Interactive Cable-TV Service Seeks To Engage Parents
Parents in a Detroit suburb can inquire about their children's homework or read their completed assignments on their home television sets using a new interactive cable-television service that is expected to be available nationwide within a year.
Forty homes in Birmingham, Mich., have been linked electronically to two classrooms at Midvale Elementary School through the Teacher's Assistance Program, a pilot project of the IT Network, a Dallas-based communications firm.
The network allows students and teachers to broadcast full-color still images and an accompanying soundtrack to individual homes.

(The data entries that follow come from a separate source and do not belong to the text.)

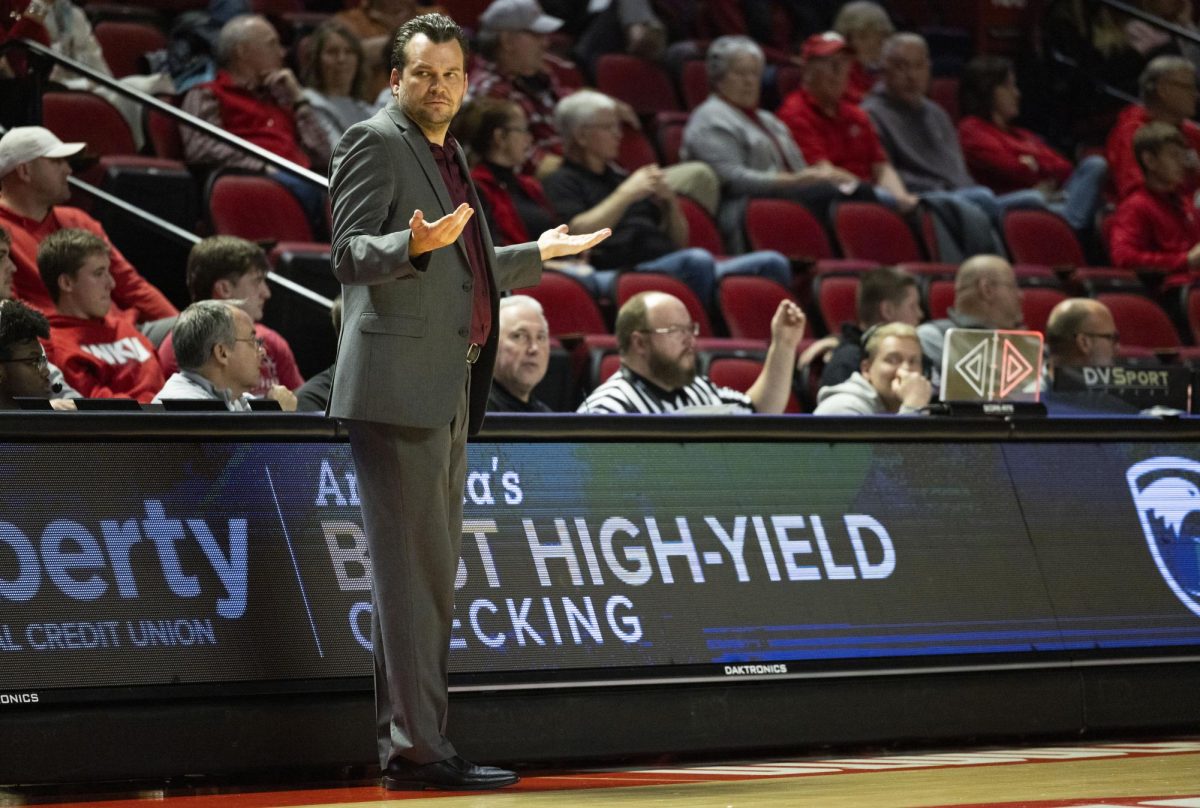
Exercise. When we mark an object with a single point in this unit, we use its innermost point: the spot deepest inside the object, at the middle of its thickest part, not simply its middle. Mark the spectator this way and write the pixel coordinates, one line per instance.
(886, 294)
(34, 174)
(228, 268)
(24, 369)
(750, 149)
(1006, 157)
(313, 395)
(259, 100)
(657, 340)
(101, 352)
(888, 381)
(334, 76)
(1168, 89)
(985, 295)
(497, 135)
(219, 358)
(521, 358)
(864, 25)
(1157, 227)
(921, 139)
(649, 228)
(831, 130)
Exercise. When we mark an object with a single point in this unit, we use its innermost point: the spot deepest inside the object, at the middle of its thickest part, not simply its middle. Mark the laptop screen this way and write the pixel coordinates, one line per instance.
(991, 365)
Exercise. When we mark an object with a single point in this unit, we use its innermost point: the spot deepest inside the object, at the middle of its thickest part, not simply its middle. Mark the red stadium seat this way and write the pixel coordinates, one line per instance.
(640, 83)
(569, 306)
(257, 209)
(741, 373)
(748, 303)
(871, 232)
(1039, 237)
(124, 43)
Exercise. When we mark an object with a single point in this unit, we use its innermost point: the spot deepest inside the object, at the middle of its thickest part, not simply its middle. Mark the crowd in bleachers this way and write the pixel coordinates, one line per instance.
(754, 160)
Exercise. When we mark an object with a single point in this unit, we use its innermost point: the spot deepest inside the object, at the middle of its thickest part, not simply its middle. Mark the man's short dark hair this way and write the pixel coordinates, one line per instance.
(438, 28)
(879, 286)
(19, 323)
(64, 252)
(1152, 137)
(217, 258)
(199, 328)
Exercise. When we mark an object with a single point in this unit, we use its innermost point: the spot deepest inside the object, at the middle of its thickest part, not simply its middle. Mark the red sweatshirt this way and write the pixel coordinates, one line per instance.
(1123, 168)
(994, 156)
(1155, 231)
(131, 292)
(105, 358)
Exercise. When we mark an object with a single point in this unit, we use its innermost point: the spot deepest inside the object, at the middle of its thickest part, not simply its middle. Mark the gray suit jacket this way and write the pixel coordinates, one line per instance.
(402, 351)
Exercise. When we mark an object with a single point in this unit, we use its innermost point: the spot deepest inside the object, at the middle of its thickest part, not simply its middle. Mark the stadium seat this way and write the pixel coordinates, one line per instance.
(124, 45)
(640, 83)
(748, 303)
(1039, 237)
(871, 232)
(256, 208)
(741, 373)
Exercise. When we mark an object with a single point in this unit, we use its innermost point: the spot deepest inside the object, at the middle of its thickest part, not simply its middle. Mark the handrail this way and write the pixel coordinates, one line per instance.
(191, 238)
(168, 109)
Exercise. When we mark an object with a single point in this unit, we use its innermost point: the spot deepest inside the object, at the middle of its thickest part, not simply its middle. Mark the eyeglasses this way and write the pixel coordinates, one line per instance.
(40, 361)
(675, 330)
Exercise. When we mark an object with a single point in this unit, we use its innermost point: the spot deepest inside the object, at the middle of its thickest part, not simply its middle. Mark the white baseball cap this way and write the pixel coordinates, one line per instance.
(22, 144)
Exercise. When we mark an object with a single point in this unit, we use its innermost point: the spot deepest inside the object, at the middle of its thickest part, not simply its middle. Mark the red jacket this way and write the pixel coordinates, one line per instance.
(1123, 168)
(994, 156)
(105, 358)
(847, 139)
(279, 365)
(1155, 231)
(131, 292)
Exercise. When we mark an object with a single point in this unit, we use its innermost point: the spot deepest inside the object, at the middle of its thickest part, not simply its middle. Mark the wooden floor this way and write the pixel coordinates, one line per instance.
(1144, 774)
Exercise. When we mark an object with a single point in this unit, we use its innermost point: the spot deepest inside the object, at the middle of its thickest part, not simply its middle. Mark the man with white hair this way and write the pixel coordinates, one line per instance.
(521, 358)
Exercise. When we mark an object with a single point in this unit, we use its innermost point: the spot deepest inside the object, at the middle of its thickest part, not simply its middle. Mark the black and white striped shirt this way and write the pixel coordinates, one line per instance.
(627, 393)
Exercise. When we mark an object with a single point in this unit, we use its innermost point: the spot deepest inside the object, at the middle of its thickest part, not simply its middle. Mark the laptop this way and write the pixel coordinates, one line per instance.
(983, 365)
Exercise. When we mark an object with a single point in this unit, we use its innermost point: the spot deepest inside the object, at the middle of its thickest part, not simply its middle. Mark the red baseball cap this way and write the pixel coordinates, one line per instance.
(822, 45)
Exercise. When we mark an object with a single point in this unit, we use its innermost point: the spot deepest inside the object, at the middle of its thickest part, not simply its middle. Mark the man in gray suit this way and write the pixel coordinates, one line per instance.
(413, 372)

Lisa Martinico, the Birmingham school district's education-technology coordinator, said the project builds on research that supports the idea that "parent involvement in the education process is important to the intellectual development of children.''
She and cable company officials suggested that the service might be useful, for example, to parents who do not live in the same household as their children or those whose working hours make it difficult to keep track of their children's schoolwork.

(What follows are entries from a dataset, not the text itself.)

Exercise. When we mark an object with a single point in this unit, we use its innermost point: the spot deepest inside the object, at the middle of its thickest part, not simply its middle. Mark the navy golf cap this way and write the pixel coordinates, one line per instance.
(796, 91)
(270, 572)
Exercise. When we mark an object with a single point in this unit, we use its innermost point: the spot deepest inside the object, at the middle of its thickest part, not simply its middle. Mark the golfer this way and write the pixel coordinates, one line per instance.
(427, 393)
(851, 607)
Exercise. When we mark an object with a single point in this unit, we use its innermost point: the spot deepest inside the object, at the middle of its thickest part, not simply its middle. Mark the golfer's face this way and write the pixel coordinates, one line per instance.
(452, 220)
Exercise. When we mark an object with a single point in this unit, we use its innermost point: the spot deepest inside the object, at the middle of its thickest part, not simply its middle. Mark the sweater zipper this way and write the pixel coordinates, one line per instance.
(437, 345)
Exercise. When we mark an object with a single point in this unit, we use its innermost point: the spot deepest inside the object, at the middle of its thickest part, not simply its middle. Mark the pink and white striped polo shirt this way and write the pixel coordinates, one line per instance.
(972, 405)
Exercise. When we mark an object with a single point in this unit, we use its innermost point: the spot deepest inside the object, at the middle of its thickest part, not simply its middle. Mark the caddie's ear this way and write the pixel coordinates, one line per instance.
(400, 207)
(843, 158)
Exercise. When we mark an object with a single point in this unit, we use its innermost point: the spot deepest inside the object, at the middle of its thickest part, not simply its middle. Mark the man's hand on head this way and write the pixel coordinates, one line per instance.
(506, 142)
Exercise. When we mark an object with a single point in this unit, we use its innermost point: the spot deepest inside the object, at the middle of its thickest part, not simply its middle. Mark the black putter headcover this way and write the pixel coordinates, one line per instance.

Using a remote control and their television's cable signal-converter, parents can select from an on-screen menu of features.
"The strength of interactive television is that it allows [viewers] to tailor the programming to [their] exact needs,'' said John Reed, the executive vice president of the IT Network. "Parents are able to check on their child's homework assignment during a commercial-break [in a program], for example.''
In recent years, cable systems nationwide have begun offering educational programs and other services free of charge as part of the industry's national Cable in the Classroom initiative.

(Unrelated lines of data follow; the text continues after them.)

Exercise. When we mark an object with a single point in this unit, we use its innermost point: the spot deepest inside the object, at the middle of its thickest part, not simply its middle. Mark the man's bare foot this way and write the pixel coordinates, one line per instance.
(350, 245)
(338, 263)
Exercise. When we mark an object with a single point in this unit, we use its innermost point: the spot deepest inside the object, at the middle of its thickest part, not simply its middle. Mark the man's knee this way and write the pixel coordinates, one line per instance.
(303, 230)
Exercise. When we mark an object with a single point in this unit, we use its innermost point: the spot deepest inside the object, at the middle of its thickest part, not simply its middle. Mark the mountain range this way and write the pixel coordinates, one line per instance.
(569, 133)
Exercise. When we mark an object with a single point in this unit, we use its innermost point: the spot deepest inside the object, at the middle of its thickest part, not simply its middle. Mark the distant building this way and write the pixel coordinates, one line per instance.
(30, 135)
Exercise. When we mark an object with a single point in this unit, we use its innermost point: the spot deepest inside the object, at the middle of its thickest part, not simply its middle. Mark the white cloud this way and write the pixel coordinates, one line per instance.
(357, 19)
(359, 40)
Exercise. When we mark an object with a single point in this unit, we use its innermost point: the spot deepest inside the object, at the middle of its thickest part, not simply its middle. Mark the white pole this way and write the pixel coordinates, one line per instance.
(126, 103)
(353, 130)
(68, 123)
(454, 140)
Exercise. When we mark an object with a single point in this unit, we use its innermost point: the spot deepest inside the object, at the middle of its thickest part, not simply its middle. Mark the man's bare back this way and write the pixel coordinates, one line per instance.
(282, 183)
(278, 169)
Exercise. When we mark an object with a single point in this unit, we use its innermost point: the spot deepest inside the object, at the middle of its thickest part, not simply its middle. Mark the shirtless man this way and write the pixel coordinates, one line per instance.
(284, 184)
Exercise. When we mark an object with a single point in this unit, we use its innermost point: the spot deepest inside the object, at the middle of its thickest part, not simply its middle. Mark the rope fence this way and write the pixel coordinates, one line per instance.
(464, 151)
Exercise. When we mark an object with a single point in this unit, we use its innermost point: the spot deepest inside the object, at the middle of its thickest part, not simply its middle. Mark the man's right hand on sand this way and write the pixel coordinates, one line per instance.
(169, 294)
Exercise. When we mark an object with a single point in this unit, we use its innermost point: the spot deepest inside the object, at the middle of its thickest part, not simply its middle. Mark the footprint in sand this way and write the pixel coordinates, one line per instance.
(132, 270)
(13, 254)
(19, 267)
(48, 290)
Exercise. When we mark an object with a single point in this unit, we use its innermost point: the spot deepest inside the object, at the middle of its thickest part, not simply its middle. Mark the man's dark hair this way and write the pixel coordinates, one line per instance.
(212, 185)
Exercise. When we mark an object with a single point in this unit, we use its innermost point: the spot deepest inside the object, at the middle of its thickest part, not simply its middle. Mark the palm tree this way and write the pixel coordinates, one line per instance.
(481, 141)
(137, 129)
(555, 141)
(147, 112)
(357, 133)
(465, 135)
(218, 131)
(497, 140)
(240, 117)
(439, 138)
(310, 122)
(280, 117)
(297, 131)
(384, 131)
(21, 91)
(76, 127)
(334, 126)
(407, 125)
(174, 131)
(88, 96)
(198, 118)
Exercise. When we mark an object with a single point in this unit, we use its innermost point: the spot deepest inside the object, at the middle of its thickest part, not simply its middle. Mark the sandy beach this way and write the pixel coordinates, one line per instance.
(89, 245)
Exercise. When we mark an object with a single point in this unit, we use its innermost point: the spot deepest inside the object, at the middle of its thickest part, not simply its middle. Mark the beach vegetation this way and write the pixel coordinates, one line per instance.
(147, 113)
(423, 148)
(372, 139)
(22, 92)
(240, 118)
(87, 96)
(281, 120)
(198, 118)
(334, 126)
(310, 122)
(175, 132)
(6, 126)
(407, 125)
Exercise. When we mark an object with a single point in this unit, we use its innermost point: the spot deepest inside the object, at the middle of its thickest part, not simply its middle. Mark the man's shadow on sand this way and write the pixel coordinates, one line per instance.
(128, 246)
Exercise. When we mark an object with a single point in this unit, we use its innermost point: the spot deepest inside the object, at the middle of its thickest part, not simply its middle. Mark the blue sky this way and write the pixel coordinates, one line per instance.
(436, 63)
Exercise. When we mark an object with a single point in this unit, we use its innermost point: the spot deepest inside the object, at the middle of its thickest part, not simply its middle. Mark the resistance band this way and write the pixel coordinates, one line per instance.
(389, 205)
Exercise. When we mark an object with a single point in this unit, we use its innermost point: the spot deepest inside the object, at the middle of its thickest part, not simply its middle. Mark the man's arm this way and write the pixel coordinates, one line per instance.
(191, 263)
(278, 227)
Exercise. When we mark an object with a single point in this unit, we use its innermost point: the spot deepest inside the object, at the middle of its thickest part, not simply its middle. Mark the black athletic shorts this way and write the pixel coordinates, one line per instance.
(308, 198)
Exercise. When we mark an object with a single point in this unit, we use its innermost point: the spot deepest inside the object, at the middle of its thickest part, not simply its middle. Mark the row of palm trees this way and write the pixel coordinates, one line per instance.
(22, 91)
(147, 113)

The Birmingham project is unusual, however, because it targets an elementary school and is aimed at fostering interaction between schools and parents.
Real Test To Come
Mr. Reed said the new service is also innovative because, unlike many video-based educational pilot projects that depend on technologies that are not yet widely available, TAP employs the existing cable-television link.
Hugh Jencks, the general manager of Booth Communications, the local cable-television company, estimated that more than half of the parents who have the service use it every day.
However, he noted, during the project's recently ended pilot phase, the interactive channel was available for free and only to a very small fraction of the company's 8,000 subscribers.
The real test of the channel's appeal is expected to come later this year when the company unveils an expanded interactive service that will include on-demand weather reports, sports results, and other services, including airline ticketing and an "electronic yellow pages.'' Viewers will have to pay for the expanded service, including the school access.
Mr. Reed said the success of the Birmingham pilot has encouraged the company to make the TAP service available to cable systems nationwide next year.